The @weave.op() decorators ensure that Weave tracks the inputs, outputs, and execution of these functions.

Create a Weave Model

With the summarization functions in place, the next step is to package them as a Weave Model so that runs, parameters, and versions are tracked together. Now, wrap the summarization pipeline in a Weave Model:
Weave Model configuration interface for Chain of Density summarization with model settings and parameters
# Weave Model
class ArxivChainOfDensityPipeline(weave.Model):
    model: str = "claude-3-sonnet-20240229"
    density_iterations: int = 3

    @weave.op()
    def predict(self, paper: ArxivPaper, instruction: str) -> dict:
        text = load_pdf(paper.pdf_url)
        result = chain_of_density_summarization(
            text,
            instruction,
            model=self.model,
            density_iterations=self.density_iterations,
        )
        return result
This ArxivChainOfDensityPipeline class encapsulates the summarization logic as a Weave Model, providing several key benefits:
  • Automatic experiment tracking: Weave captures inputs, outputs, and parameters for each run of the model.
  • Versioning: Changes to the model’s attributes or code are automatically versioned, creating a clear history of how your summarization pipeline evolves over time.
  • Reproducibility: The versioning and tracking let you reproduce any previous result or configuration of your summarization pipeline.
  • Hyperparameter management: Model attributes (like model and density_iterations) are clearly defined and tracked across different runs, facilitating experimentation.
  • Integration with Weave ecosystem: Using weave.Model works with other Weave tools, such as evaluations and serving capabilities.

Implement evaluation metrics

With the pipeline producing summaries, you need a way to measure their quality systematically.
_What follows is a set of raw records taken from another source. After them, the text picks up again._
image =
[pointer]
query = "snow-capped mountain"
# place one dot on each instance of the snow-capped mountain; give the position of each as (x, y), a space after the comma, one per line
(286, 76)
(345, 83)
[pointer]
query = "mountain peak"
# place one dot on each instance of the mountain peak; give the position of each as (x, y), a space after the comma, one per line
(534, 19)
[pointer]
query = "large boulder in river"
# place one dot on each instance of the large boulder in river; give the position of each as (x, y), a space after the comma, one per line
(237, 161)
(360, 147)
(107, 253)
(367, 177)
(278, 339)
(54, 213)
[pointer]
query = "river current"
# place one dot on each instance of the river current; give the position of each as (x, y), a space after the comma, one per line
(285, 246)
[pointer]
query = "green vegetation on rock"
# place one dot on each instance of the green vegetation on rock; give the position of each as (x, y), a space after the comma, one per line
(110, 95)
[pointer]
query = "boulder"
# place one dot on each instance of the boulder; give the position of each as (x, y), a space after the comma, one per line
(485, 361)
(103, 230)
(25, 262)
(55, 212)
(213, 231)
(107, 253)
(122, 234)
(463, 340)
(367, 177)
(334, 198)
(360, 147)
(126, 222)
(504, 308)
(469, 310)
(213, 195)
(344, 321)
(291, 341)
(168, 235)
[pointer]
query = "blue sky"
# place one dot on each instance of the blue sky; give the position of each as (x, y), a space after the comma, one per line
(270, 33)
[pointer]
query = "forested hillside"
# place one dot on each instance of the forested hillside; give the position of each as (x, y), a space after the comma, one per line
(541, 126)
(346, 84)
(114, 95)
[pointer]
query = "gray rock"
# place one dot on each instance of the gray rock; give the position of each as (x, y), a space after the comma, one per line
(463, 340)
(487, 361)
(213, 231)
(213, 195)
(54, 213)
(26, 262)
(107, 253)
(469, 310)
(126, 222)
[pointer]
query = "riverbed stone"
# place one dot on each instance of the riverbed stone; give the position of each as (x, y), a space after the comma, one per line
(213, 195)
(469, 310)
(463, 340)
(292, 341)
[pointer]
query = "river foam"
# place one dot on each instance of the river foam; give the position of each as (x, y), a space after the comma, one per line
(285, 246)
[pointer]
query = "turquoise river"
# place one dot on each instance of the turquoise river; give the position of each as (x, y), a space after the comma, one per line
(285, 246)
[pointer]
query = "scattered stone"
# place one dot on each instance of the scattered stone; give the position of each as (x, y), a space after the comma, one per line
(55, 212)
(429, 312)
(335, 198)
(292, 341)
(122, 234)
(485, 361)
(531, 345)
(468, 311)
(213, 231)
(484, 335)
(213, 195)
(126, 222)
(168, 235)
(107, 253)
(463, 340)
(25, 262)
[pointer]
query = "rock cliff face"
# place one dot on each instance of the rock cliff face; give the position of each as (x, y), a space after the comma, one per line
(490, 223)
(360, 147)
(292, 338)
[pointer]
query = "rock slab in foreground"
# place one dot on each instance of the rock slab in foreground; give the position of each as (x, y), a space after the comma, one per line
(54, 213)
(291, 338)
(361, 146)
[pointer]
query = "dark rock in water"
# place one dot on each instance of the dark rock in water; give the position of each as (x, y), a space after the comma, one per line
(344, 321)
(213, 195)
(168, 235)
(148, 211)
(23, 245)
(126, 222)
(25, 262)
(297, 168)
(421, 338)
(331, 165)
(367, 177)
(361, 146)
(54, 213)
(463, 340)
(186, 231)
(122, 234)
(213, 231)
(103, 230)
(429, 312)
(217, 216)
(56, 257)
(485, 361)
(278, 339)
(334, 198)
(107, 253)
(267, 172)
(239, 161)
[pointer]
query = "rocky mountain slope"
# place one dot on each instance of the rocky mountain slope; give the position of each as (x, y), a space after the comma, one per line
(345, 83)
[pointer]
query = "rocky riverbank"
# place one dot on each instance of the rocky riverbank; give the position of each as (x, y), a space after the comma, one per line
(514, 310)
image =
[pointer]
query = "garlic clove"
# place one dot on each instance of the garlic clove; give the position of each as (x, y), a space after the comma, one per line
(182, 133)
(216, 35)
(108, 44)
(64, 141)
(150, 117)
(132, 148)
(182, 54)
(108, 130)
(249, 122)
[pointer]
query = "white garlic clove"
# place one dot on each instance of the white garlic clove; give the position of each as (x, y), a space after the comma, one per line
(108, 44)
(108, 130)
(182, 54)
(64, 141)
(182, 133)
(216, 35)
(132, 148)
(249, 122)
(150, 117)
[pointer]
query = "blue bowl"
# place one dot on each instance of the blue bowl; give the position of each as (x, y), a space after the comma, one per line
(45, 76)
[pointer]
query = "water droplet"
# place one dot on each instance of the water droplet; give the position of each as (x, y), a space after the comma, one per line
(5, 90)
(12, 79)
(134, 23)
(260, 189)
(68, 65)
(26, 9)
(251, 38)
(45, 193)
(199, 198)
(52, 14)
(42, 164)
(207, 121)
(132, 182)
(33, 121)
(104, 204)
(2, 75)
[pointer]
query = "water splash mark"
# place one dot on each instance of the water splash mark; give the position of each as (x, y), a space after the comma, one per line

To assess the quality of the summaries, implement simple evaluation metrics:
import json

@weave.op()
def evaluate_summary(
    summary: str, instruction: str, model: str = "claude-3-sonnet-20240229"
) -> dict:
    prompt = f"""
    Summary: {summary}
    Instruction: {instruction}

    Evaluate the summary based on the following criteria:
    1. Relevance (1-5): How well does the summary address the given instruction?
    2. Conciseness (1-5): How concise is the summary while retaining key information?
    3. Technical Accuracy (1-5): How accurately does the summary convey technical details?

    Your response MUST be in the following JSON format:
    {{
        "relevance": {{
            "score": <int>,
            "explanation": "<string>"
        }},
        "conciseness": {{
            "score": <int>,
            "explanation": "<string>"
        }},
        "technical_accuracy": {{
            "score": <int>,
            "explanation": "<string>"
        }}
    }}

    Ensure that the scores are integers between 1 and 5, and that the explanations are concise.
    """
    response = anthropic_client.messages.create(
        model=model, max_tokens=1000, messages=[{"role": "user", "content": prompt}]
    )
    print(response.content[0].text)

    eval_dict = json.loads(response.content[0].text)

    return {
        "relevance": eval_dict["relevance"]["score"],
        "conciseness": eval_dict["conciseness"]["score"],
        "technical_accuracy": eval_dict["technical_accuracy"]["score"],
        "average_score": sum(eval_dict[k]["score"] for k in eval_dict) / 3,
        "evaluation_text": response.content[0].text,
    }
These evaluation functions use the Claude model to assess the quality of the generated summaries based on relevance, conciseness, and technical accuracy.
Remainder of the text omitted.